Magnus Grävare

Personal information
- Nationality: Swedish
- Born: 13 June 1961 (age 65) Västra Frölunda, Sweden
- Height: 1.79 m (5.9 ft)

Sailing career
- Sport: Sailing
- College team: Tufts University
- Club: Royal Gothenburg Yacht Club
- Classes: J/24; J/80; Soling;

= Magnus Grävare =

Olympic sailor from Sweden

Magnus Bengt Johan Grävare (born 13 June 1961) is a Swedish sailor who represented his country at the 1984 Summer Olympics in Los Angeles, United States as helmsman in the Soling, finishing tenth.

==Biography==
Born in Västra Frölunda in Gothenburg, Grävare started his sailing career in Sunneskärs BS. During his Olympic campaigning, he represented the Royal Gothenburg Yacht Club and was chosen to represent Sweden at the 1984 Summer Olympics together with his brother Martin.

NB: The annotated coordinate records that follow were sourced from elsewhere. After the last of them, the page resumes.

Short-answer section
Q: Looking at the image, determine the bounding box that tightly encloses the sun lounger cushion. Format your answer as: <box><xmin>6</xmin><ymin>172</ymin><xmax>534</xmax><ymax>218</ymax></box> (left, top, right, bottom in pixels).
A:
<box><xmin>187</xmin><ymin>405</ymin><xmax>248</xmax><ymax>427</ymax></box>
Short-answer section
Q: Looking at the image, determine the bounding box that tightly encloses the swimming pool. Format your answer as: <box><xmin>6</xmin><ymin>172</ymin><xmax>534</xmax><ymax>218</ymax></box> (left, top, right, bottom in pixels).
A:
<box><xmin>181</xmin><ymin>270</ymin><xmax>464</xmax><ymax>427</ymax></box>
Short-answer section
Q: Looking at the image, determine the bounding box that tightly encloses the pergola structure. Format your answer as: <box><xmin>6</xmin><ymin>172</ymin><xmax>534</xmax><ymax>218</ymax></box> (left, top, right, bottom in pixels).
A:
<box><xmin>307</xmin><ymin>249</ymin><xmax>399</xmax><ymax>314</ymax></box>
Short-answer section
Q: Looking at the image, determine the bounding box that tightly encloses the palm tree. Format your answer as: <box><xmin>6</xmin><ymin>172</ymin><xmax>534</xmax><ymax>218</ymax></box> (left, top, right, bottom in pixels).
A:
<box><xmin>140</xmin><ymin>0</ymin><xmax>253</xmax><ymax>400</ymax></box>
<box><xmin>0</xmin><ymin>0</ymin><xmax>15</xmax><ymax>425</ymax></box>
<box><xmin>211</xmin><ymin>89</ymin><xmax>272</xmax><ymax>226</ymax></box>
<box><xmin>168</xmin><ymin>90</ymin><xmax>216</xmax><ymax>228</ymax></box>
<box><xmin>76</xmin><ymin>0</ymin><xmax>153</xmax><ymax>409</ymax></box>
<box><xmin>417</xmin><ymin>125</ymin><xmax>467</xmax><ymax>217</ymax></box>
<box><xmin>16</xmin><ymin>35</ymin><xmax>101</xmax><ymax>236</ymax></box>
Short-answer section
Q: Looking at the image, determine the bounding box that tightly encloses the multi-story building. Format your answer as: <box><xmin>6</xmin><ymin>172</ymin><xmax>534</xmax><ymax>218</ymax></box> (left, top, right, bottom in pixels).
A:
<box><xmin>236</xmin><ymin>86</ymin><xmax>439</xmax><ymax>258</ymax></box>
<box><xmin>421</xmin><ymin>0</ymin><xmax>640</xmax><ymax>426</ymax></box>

Grävare and his team was chosen over the team of Jörgen Sundelin, however the qualification process led to controversy as it was decided in the jury room after Sundelin had protested Grävare for how they sailed the course of the qualifying event. The Grävare brothers, together with third crew member Eric Wallin, took the tenth place at the Soling event.

In 1994, Grävare won the IYRU World Championship in J/24. Later, Grävare was involved in the Victory Challenge project and won the 2004 J/80 World Championship. In 2004, Grävare took over as a national team coach for the Swedish Sailing Federation after Björn Johansson.